As in the previous discussions, however, the metaphor of ‘cyclical’ change was much debated. While it seemed to lend itself well to some recurring developments, commentator BJÖRN WEILER (Aberystwyth/Freiburg) emphasized that other metaphors and patterns should be followed up; an alternative structural metaphor suggested several times in the course of the workshop was that of ‘movements and counter-movements’ of religious change and resulting conflict-driven divergences. Weiler also called for a systematizing approach taking stock of the methodical problems inherent in various typical patterns. Taking up the problematic definition of ‘religion’ that had been discussed in the first session by Ames, KARL UBL (Tübingen/Princeton) emphasized the problem of proving/discounting genuine belief for further work on concepts of religion, citing both medieval discourses of hypocrisy and modern tendencies to suspect material interests behind religious arguments. Finally, KATHLEEN DAVIS (Rhode Island/Princeton) cautioned against unreflected uses of juxtapositions of ‘medieval’ and ‘religious’ culture. She reminded participants that the distinction of ‘religious’ and ‘secular’ is never only a descriptive, but mostly a political one, linking the past to current political issues, however much these may vary in Europe and the US. Tying in with Walsham’s opening reflections on identity-driven views of religious change, Davis underlined that categorical distinctions of ‘medieval’ and ‘modern’, ‘religion’ and ‘secularity’ remain tied to identity-building also embedded in academic agendas.

The question what older narratives could be replaced with remained interestingly wide open in the workshop. Several participants suggested that a continuation of the debate should ask what narratives of the regional spread and interrelation of religious cultures, necessarily somewhat underrepresented, could contribute. This seemed to be one of the most promising aspects of the workshop: Historical explanations questioning the old ‘Rise of the West’ narrative by focusing cultural contact and transfer not only share theoretical concerns, but also offer alternative narratives. They may well be the best bet to provide narratives for new global histories of religion – but a lot of work remains to be done until this can be done on a methodologically sound historical basis.

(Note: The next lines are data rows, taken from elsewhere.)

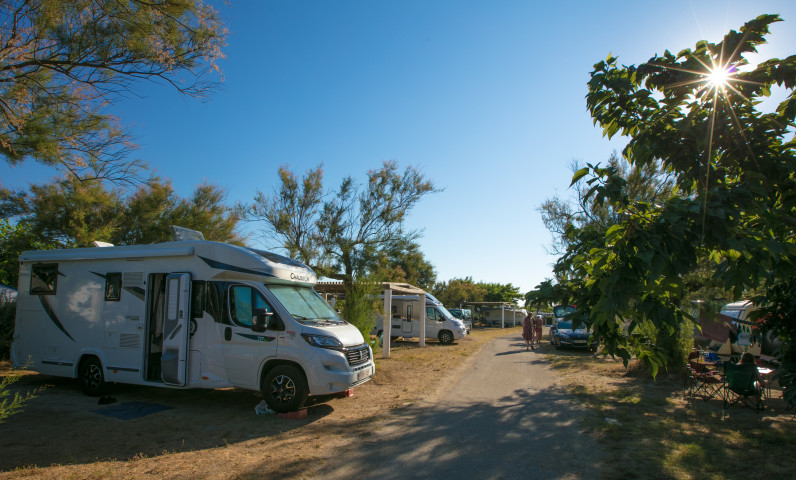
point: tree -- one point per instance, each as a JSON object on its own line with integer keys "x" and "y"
{"x": 73, "y": 213}
{"x": 289, "y": 216}
{"x": 456, "y": 291}
{"x": 343, "y": 236}
{"x": 63, "y": 61}
{"x": 734, "y": 172}
{"x": 498, "y": 292}
{"x": 648, "y": 183}
{"x": 403, "y": 262}
{"x": 154, "y": 207}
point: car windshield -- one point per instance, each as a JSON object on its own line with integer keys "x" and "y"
{"x": 305, "y": 305}
{"x": 567, "y": 325}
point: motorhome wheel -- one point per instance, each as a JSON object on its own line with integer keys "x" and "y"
{"x": 284, "y": 389}
{"x": 92, "y": 381}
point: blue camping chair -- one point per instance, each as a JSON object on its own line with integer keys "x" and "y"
{"x": 741, "y": 386}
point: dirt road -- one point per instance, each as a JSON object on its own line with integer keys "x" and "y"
{"x": 505, "y": 419}
{"x": 437, "y": 412}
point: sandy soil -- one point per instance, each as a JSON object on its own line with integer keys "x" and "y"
{"x": 215, "y": 433}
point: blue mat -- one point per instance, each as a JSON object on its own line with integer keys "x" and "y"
{"x": 131, "y": 410}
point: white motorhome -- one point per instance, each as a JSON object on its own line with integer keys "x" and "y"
{"x": 407, "y": 313}
{"x": 184, "y": 314}
{"x": 507, "y": 316}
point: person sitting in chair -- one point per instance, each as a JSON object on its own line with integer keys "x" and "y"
{"x": 748, "y": 358}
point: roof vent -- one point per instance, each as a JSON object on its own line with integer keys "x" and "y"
{"x": 182, "y": 233}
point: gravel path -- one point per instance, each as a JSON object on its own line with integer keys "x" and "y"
{"x": 505, "y": 418}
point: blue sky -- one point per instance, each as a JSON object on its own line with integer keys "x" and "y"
{"x": 486, "y": 98}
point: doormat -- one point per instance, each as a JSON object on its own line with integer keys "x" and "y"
{"x": 131, "y": 410}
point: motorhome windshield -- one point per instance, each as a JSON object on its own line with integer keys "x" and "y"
{"x": 305, "y": 305}
{"x": 433, "y": 298}
{"x": 445, "y": 312}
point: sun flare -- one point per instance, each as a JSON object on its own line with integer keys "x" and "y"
{"x": 719, "y": 77}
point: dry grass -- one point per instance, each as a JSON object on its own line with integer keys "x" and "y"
{"x": 215, "y": 434}
{"x": 655, "y": 432}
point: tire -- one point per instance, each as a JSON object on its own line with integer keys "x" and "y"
{"x": 284, "y": 388}
{"x": 92, "y": 380}
{"x": 445, "y": 337}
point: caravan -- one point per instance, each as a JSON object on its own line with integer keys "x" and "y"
{"x": 184, "y": 314}
{"x": 407, "y": 312}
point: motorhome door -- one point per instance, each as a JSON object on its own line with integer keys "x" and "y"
{"x": 174, "y": 359}
{"x": 406, "y": 322}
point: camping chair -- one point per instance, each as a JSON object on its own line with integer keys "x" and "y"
{"x": 705, "y": 383}
{"x": 739, "y": 386}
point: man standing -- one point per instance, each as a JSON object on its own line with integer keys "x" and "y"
{"x": 538, "y": 325}
{"x": 527, "y": 332}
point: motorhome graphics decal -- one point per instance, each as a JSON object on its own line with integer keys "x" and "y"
{"x": 45, "y": 303}
{"x": 225, "y": 266}
{"x": 259, "y": 338}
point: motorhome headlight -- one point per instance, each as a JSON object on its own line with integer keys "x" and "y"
{"x": 322, "y": 341}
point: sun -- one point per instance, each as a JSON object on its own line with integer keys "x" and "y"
{"x": 719, "y": 77}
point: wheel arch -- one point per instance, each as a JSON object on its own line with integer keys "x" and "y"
{"x": 85, "y": 355}
{"x": 276, "y": 362}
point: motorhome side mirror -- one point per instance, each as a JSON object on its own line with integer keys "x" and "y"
{"x": 261, "y": 317}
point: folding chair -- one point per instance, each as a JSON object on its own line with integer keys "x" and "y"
{"x": 705, "y": 384}
{"x": 739, "y": 386}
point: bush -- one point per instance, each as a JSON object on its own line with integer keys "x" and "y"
{"x": 358, "y": 307}
{"x": 11, "y": 404}
{"x": 672, "y": 346}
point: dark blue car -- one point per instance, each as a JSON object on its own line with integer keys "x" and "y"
{"x": 562, "y": 335}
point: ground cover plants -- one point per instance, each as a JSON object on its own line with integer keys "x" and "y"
{"x": 652, "y": 431}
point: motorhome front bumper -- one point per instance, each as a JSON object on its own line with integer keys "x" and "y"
{"x": 341, "y": 370}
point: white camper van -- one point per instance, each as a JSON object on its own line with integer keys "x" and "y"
{"x": 184, "y": 314}
{"x": 407, "y": 313}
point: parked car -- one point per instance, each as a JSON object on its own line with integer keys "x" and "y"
{"x": 465, "y": 315}
{"x": 561, "y": 332}
{"x": 562, "y": 335}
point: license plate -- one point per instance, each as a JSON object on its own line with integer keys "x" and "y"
{"x": 363, "y": 374}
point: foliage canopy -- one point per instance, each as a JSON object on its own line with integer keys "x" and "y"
{"x": 734, "y": 170}
{"x": 62, "y": 62}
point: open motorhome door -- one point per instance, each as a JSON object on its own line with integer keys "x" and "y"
{"x": 174, "y": 359}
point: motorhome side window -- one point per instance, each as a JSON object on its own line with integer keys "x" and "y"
{"x": 43, "y": 279}
{"x": 243, "y": 301}
{"x": 113, "y": 287}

It remains to be hoped that historians of pre-modern Christian Europe and of its various cultural and religious ‘others’ will team up and avoid a rift between developing research fields that could profit enormously from better knowledge of each other’s agendas and results.

Conference overview:

Sita Steckel (Harvard University/ Münster): From ‘Making of Religion’ to ‘Religion in the Making’

Keynote lecture

Alexandra Walsham (Cambridge, UK): Migrations of the Holy. Religious Change in Medieval and Early Modern Europe

Christine Caldwell Ames (University of South Carolina): Inquisitors and Historians: Scholarly Constructions of 'Religion' in the Middle Ages

Antje Flüchter (Heidelberg): Indian Mysteries. Terms, Concepts and Perceptions of Religions in India in Early Modern European Texts

Nicholas Watson (Harvard University): Renaissances and Their Dark Ages: The Case of the 'Long' Twelfth Century

Andreas Pietsch (Münster): Radical Reformation Revisited: Re-Describing the Family of Love

Frank Rexroth (Göttingen): Religion and the two Master Narratives of Scholasticism

Julie Orlemanski (Harvard University): Medicine, Religion, and Causality in Late-Medieval England

Matthew Gabriele (Virginia Tech): Reorienting the Medieval West around the Millennium: Thinking from Past to Future

Sita Steckel (Harvard University/Münster): Talking circles (cycles?) around Na Prous Boneta

Comment Panel

Kathleen Davis (University of Rhode Island/Institute of Advanced Studies, Princeton), Karl Ubl (Tübingen/ IAS, Princeton), Björn K. Weiler (Aberystwyth/FRIAS Freiburg)

Notes:
1 See the controversial Jose Casanova, Europas Angst vor der Religion, Berlin 2009.
2 See e.g. Peter Berger, The Desecularization of the World. Resurgent religion and world politics, Grand Rapids, MI 1999; Friedrich Wilhelm Graf, Die Wiederkehr der Götter. Religion in der modernen Kultur, München 2004; Charles Taylor, A Secular Age, Cambridge, MA, London 2007.